The US Is The Only G-7 Nation To See Trust In Government Plummet
The US Is The Only G-7 Nation To See Trust In Government Plummet

How much do you trust the government, and its various institutions?

It’s likely that your level of confidence probably depends on a wide range of factors, such as perceived competency, historical context, economic performance, accountability, social cohesion, and transparency.

And for these same reasons, trust levels in government institutions also change all the time, even in the world’s most developed countries: the G7.

Confidence in Government by G7 Countries (2006-2023)

This chart, via Visual Capitaist’s Nick Routley, looks at the changes in trust in government institutions between the years 2006 and 2023, based on data from a multi-country Gallup poll.

The US Is The Only G-7 Nation To See Trust In Government Plummet

Specifically, this dataset aggregates confidence in multiple national institutions, including the military, the judicial system, the national government, and the integrity of the electoral system.

What’s interesting here is that in the G7, a group of the world’s most developed economies, there is only one country bucking the general trend: the United States.

Across most G7 countries, confidence in institutions has either improved or stayed the same between 2006 and 2023. The largest percentage point (p.p.) increases occur in Italy and Japan, which saw +13 p.p. and +11 p.p. increases in trust over the time period.

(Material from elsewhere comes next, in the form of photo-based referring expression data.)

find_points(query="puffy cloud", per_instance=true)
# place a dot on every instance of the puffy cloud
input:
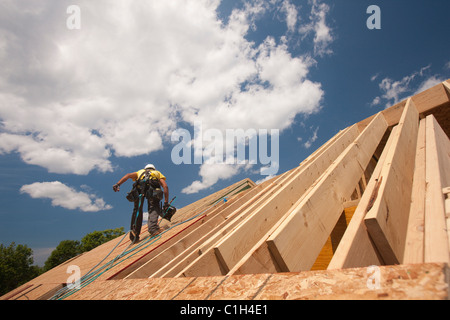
(69, 99)
(394, 91)
(318, 27)
(211, 173)
(64, 196)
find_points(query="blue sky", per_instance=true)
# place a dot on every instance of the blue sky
(83, 104)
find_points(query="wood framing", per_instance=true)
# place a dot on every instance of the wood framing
(298, 241)
(387, 220)
(391, 170)
(356, 248)
(234, 246)
(414, 247)
(437, 178)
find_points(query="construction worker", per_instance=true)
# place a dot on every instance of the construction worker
(148, 183)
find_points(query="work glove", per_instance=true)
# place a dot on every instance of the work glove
(165, 207)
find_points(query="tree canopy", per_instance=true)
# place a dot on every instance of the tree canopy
(16, 261)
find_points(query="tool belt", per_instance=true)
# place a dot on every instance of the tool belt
(149, 188)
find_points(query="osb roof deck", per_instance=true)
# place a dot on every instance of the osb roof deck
(374, 194)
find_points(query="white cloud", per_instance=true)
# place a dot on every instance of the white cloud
(322, 32)
(70, 99)
(211, 173)
(291, 14)
(64, 196)
(311, 140)
(395, 91)
(428, 83)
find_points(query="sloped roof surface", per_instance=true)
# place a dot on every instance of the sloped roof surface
(374, 194)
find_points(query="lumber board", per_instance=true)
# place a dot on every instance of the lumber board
(298, 241)
(425, 102)
(220, 214)
(356, 248)
(201, 251)
(326, 254)
(415, 232)
(447, 85)
(387, 220)
(437, 177)
(233, 247)
(259, 259)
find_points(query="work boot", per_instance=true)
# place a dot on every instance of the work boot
(156, 232)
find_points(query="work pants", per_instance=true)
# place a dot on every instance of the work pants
(154, 211)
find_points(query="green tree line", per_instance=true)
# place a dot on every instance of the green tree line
(16, 261)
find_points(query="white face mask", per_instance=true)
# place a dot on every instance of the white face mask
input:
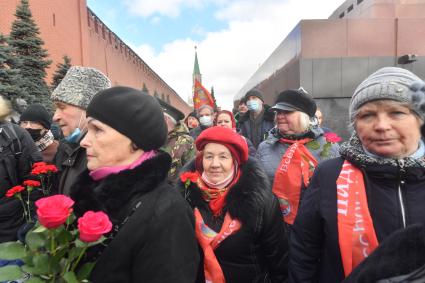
(205, 121)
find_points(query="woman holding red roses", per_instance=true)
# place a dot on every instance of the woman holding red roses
(152, 238)
(237, 218)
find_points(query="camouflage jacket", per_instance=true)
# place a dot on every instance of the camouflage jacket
(181, 148)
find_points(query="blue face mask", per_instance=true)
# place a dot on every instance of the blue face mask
(73, 137)
(253, 105)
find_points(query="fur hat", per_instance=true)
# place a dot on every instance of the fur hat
(79, 86)
(133, 113)
(295, 100)
(227, 137)
(387, 83)
(254, 92)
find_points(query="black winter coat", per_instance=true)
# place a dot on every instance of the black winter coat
(315, 253)
(157, 244)
(258, 252)
(245, 125)
(14, 168)
(71, 161)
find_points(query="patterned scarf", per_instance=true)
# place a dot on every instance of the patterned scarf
(296, 167)
(209, 240)
(45, 141)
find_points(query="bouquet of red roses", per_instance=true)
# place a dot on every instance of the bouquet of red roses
(54, 248)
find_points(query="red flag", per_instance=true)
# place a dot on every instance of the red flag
(201, 96)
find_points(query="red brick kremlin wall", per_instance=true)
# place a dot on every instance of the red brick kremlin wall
(69, 27)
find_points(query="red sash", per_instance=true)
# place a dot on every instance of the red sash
(208, 239)
(356, 234)
(297, 166)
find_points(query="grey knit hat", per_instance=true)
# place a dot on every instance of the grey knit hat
(79, 86)
(387, 83)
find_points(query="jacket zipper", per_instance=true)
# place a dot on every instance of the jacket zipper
(400, 195)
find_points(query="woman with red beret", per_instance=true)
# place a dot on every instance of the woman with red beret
(237, 218)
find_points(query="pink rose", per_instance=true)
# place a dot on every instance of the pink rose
(332, 137)
(93, 225)
(53, 211)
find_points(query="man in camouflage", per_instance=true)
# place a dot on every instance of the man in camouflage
(179, 144)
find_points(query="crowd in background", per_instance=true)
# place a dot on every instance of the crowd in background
(260, 194)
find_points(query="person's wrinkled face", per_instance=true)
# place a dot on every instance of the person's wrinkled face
(217, 162)
(288, 122)
(69, 117)
(224, 120)
(242, 108)
(192, 122)
(388, 128)
(107, 147)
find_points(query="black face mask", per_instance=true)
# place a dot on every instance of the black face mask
(35, 134)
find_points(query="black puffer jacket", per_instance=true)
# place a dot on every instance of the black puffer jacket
(157, 244)
(258, 252)
(390, 184)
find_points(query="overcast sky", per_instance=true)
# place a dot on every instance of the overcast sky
(234, 37)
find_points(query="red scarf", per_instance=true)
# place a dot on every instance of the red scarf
(296, 167)
(209, 240)
(216, 198)
(356, 234)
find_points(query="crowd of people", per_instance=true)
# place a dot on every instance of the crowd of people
(261, 194)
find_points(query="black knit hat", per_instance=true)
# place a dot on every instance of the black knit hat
(170, 110)
(254, 92)
(37, 113)
(295, 100)
(133, 113)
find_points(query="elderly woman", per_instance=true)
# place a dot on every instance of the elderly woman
(238, 223)
(153, 236)
(293, 149)
(375, 188)
(226, 119)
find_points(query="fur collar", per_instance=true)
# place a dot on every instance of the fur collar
(267, 116)
(246, 198)
(118, 193)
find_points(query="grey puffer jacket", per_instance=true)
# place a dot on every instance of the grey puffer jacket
(271, 151)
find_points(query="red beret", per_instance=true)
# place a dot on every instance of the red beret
(227, 137)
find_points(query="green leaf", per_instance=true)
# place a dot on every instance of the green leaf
(64, 237)
(85, 270)
(10, 272)
(41, 264)
(35, 240)
(314, 145)
(12, 250)
(39, 229)
(70, 277)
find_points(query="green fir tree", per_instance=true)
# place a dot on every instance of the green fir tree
(10, 78)
(61, 69)
(28, 47)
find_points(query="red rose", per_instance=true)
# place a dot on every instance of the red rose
(38, 164)
(53, 211)
(32, 183)
(192, 176)
(93, 225)
(14, 190)
(332, 137)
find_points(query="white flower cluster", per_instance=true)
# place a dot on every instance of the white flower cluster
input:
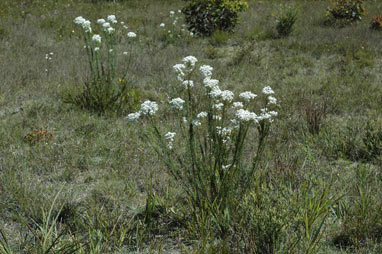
(247, 96)
(177, 103)
(48, 57)
(147, 108)
(96, 38)
(169, 136)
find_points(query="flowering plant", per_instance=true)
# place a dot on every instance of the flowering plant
(208, 154)
(104, 90)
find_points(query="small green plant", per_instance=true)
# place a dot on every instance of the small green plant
(315, 114)
(174, 28)
(203, 17)
(208, 157)
(346, 10)
(285, 20)
(376, 23)
(104, 90)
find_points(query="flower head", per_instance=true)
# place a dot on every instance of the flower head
(96, 38)
(177, 103)
(112, 19)
(190, 61)
(268, 90)
(247, 96)
(202, 115)
(206, 71)
(110, 30)
(101, 21)
(211, 83)
(149, 108)
(245, 115)
(131, 35)
(188, 83)
(272, 100)
(226, 95)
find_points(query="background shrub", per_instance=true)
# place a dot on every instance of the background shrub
(285, 20)
(205, 16)
(347, 10)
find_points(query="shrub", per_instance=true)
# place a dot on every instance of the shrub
(104, 90)
(207, 155)
(376, 23)
(37, 136)
(203, 17)
(347, 10)
(285, 20)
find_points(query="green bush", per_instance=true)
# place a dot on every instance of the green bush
(285, 20)
(104, 90)
(347, 10)
(203, 17)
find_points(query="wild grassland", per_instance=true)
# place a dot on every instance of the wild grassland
(98, 188)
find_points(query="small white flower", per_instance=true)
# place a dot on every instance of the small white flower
(177, 103)
(215, 92)
(111, 18)
(211, 83)
(226, 166)
(101, 21)
(247, 96)
(237, 104)
(110, 30)
(188, 83)
(196, 123)
(272, 100)
(149, 108)
(226, 95)
(133, 116)
(268, 90)
(87, 26)
(96, 38)
(179, 70)
(218, 106)
(206, 71)
(223, 131)
(218, 118)
(202, 115)
(273, 113)
(190, 61)
(169, 136)
(245, 115)
(131, 35)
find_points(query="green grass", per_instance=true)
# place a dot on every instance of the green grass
(98, 187)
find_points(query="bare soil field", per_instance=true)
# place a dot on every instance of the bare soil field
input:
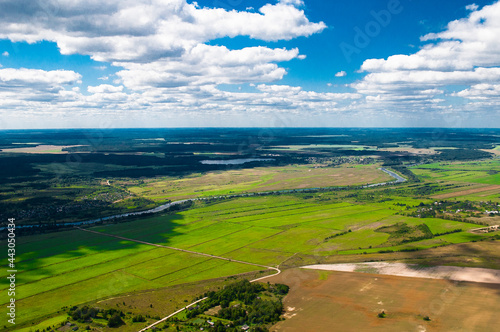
(486, 189)
(343, 301)
(416, 271)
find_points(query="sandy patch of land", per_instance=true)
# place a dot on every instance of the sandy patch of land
(345, 301)
(468, 192)
(456, 273)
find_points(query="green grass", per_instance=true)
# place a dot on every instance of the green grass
(264, 230)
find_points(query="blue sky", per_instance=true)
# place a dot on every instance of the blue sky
(71, 64)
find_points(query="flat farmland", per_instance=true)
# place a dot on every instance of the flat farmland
(342, 301)
(266, 230)
(258, 179)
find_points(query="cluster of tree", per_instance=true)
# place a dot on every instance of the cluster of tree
(85, 314)
(251, 310)
(336, 235)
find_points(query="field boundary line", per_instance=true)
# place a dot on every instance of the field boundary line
(278, 271)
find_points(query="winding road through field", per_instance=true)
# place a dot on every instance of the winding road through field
(398, 178)
(278, 271)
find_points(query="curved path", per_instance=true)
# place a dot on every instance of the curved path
(398, 178)
(278, 271)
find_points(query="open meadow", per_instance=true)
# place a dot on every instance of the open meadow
(287, 230)
(257, 180)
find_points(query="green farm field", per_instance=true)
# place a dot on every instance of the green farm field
(267, 230)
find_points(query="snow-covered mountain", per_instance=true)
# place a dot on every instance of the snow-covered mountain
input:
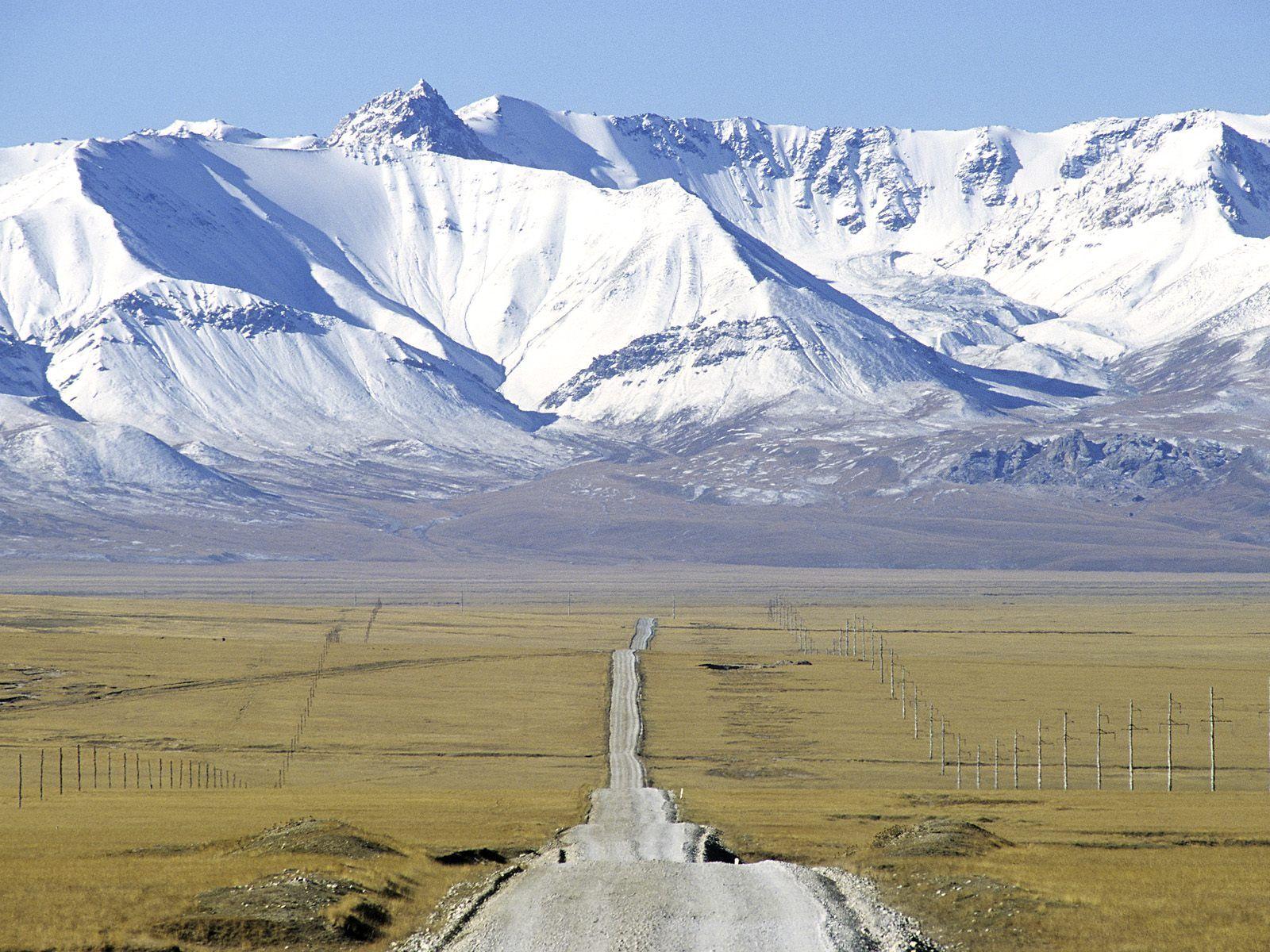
(436, 301)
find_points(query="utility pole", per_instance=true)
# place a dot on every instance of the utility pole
(1039, 758)
(930, 730)
(1132, 730)
(1064, 749)
(1098, 746)
(1016, 759)
(1168, 747)
(1212, 740)
(944, 758)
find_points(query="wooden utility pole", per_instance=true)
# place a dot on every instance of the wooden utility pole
(944, 757)
(1170, 723)
(1132, 729)
(1064, 749)
(1016, 759)
(1212, 742)
(1039, 758)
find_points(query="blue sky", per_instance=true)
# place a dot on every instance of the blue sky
(279, 67)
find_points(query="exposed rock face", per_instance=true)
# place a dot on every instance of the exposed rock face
(417, 120)
(1122, 463)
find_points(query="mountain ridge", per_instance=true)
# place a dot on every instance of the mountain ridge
(432, 302)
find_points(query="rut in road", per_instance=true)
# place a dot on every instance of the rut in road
(635, 879)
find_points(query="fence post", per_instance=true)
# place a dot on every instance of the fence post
(1064, 749)
(1212, 742)
(1039, 758)
(1130, 743)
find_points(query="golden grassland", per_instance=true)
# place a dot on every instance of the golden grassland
(812, 762)
(483, 725)
(444, 730)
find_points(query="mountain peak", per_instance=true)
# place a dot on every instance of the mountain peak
(207, 129)
(414, 120)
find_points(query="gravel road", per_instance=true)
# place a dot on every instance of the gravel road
(633, 877)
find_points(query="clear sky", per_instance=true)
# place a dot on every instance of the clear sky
(105, 67)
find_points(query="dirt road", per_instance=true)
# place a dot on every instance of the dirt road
(635, 879)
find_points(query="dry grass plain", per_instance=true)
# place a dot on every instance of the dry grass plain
(812, 762)
(448, 729)
(483, 725)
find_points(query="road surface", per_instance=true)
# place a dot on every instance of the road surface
(634, 879)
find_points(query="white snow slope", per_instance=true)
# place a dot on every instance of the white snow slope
(467, 281)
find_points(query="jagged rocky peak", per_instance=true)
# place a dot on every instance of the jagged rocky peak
(988, 165)
(417, 118)
(1119, 463)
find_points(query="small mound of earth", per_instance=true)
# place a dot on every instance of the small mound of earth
(287, 908)
(937, 837)
(318, 837)
(470, 857)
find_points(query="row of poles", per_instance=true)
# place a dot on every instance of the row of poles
(859, 639)
(332, 638)
(101, 774)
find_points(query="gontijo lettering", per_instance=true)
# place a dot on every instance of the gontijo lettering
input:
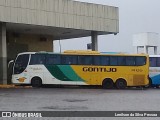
(99, 69)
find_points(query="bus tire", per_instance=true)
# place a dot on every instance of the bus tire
(107, 83)
(36, 82)
(121, 83)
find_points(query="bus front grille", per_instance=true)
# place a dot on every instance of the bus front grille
(138, 80)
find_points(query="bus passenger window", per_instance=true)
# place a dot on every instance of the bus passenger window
(85, 60)
(130, 61)
(69, 60)
(158, 62)
(53, 59)
(140, 60)
(37, 59)
(113, 60)
(101, 60)
(121, 60)
(152, 61)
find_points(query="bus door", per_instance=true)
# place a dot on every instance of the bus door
(20, 74)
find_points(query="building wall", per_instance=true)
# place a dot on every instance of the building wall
(61, 13)
(24, 43)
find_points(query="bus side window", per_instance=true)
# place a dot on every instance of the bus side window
(69, 59)
(158, 62)
(113, 60)
(140, 60)
(37, 59)
(130, 61)
(121, 60)
(53, 59)
(85, 60)
(152, 61)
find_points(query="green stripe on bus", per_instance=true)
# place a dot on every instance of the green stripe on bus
(70, 73)
(63, 72)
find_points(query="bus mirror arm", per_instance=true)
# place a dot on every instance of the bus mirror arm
(12, 61)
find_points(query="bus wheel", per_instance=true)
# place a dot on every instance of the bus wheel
(107, 83)
(36, 82)
(121, 83)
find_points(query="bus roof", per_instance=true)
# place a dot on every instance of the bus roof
(154, 55)
(85, 52)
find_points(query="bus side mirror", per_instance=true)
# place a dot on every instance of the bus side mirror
(12, 61)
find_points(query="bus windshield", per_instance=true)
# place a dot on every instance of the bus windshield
(21, 63)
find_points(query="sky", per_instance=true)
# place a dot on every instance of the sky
(135, 16)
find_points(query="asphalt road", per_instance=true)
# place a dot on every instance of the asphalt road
(79, 99)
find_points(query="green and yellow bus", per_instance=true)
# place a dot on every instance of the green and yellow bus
(78, 67)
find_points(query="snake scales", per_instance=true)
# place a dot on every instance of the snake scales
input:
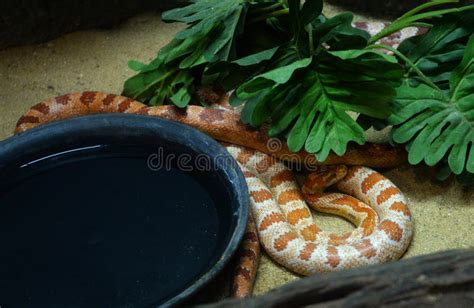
(281, 220)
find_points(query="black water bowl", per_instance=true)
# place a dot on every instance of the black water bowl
(115, 211)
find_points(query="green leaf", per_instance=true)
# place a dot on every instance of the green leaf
(310, 11)
(441, 49)
(309, 99)
(439, 125)
(279, 75)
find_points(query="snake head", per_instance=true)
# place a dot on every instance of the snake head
(324, 177)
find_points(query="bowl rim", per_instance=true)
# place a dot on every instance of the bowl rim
(123, 126)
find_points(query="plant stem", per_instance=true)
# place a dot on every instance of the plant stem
(267, 8)
(407, 61)
(412, 20)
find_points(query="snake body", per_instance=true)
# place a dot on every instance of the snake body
(283, 222)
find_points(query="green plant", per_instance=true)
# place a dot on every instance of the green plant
(302, 72)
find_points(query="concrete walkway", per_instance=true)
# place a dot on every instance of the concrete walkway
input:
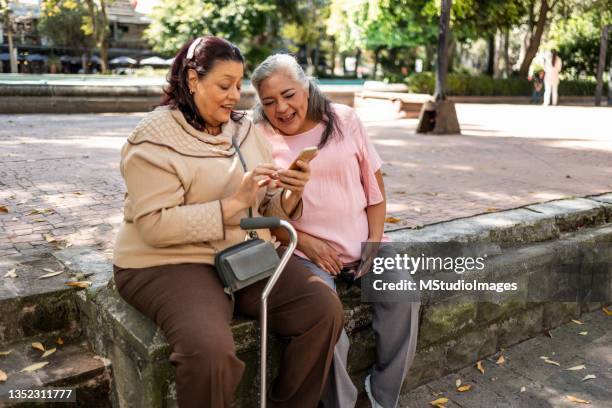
(526, 380)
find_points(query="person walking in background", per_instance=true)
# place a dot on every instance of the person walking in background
(552, 68)
(537, 81)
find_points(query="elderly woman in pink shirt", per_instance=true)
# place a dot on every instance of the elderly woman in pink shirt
(344, 205)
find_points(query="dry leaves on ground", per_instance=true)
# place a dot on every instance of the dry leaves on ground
(552, 362)
(79, 284)
(38, 345)
(34, 367)
(577, 368)
(577, 321)
(577, 400)
(50, 274)
(439, 402)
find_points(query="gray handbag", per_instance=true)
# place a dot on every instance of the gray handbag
(250, 261)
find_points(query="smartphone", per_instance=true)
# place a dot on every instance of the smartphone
(305, 155)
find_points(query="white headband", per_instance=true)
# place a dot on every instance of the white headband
(192, 47)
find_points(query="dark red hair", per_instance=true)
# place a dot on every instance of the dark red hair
(207, 52)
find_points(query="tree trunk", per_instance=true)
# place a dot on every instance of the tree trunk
(507, 67)
(99, 21)
(333, 56)
(534, 40)
(602, 62)
(12, 50)
(442, 63)
(491, 55)
(376, 58)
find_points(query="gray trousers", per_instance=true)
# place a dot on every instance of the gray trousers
(395, 325)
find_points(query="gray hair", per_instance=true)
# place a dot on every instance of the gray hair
(319, 106)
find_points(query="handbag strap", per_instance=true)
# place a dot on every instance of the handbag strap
(252, 234)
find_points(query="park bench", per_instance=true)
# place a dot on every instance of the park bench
(407, 104)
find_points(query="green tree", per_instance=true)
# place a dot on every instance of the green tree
(252, 25)
(576, 35)
(61, 21)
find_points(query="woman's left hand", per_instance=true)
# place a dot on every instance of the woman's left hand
(294, 180)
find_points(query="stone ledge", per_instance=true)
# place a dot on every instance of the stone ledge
(451, 337)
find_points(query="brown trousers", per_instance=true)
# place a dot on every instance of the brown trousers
(188, 303)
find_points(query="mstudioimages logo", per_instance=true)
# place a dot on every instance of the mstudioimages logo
(440, 285)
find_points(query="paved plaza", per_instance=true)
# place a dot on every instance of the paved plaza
(61, 185)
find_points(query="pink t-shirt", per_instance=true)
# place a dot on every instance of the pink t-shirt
(342, 182)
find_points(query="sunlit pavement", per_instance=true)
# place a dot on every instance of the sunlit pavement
(60, 181)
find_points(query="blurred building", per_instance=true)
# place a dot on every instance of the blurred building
(126, 27)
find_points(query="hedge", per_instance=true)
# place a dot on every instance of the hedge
(467, 85)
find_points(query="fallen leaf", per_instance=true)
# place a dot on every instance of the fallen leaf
(40, 211)
(577, 321)
(38, 345)
(34, 367)
(10, 274)
(577, 368)
(577, 400)
(439, 402)
(50, 274)
(79, 284)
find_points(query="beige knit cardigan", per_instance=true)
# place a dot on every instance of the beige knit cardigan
(176, 177)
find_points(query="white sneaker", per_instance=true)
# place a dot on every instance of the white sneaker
(368, 388)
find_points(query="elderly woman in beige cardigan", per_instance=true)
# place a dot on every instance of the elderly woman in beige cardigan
(186, 193)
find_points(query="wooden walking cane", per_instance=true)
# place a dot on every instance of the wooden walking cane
(269, 223)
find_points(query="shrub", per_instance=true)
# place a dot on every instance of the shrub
(482, 85)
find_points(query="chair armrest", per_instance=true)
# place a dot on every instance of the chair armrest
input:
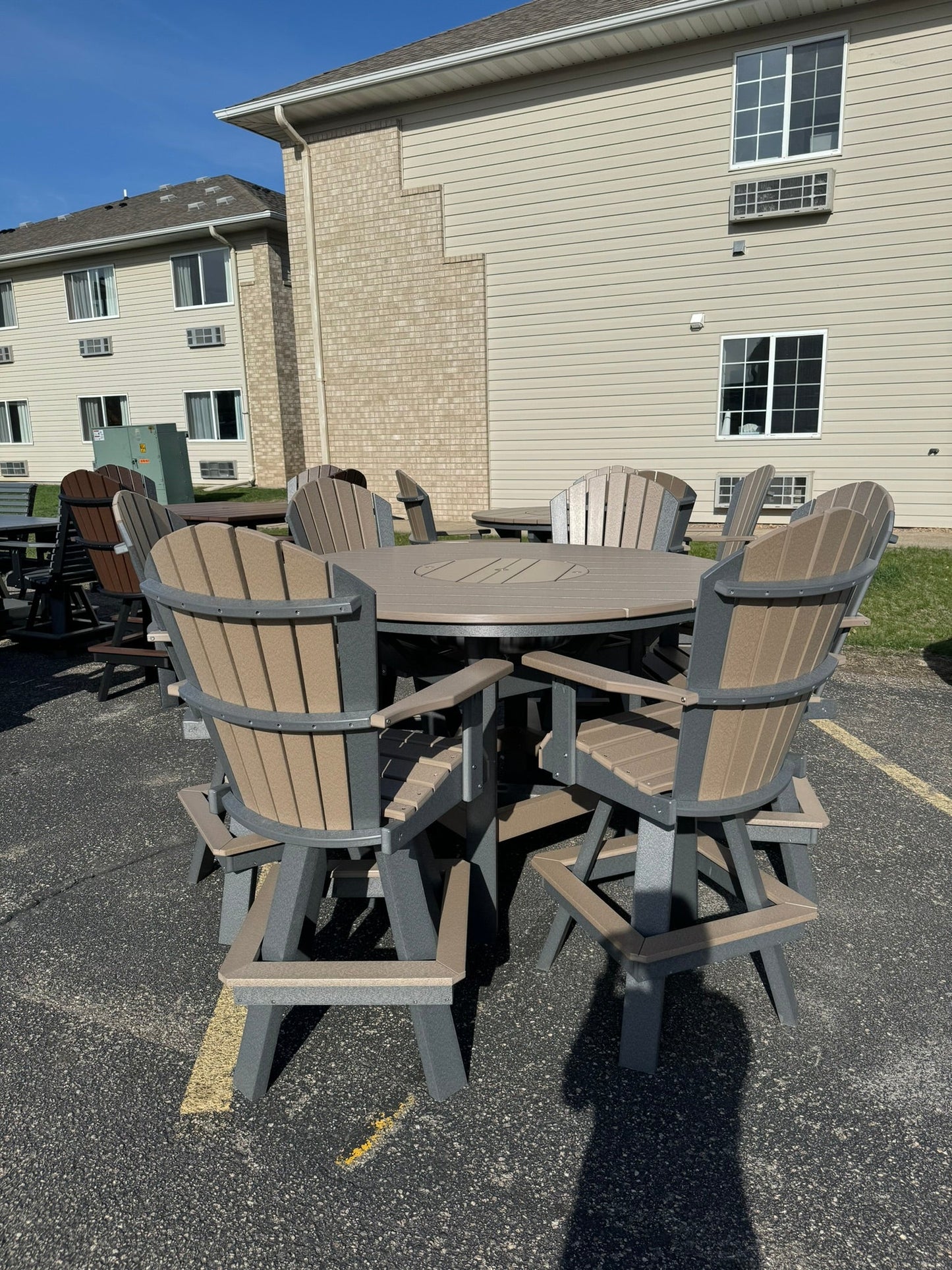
(608, 681)
(449, 693)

In the U.S., however, confidence in government institutions has fallen by 13 p.p. over the years. What happened?

Key Figures on U.S. Trust in Institutions

In 2006, the U.S. was tied with the UK as having the highest confidence in government institutions, at 63%.

But here’s where the scores stand in 2023, across various institutions:

Based on this data, it’s clear that the U.S. lags behind in three key indicators: confidence in the national government, confidence in the justice system, and confidence in fair elections. It ranked in last place for each indicator in the G7.

One other data point that stands out: despite leading the world in military spending, the U.S. is only the third most confident in its military in the G7. It lags behind France (86%) and the United Kingdom (83%).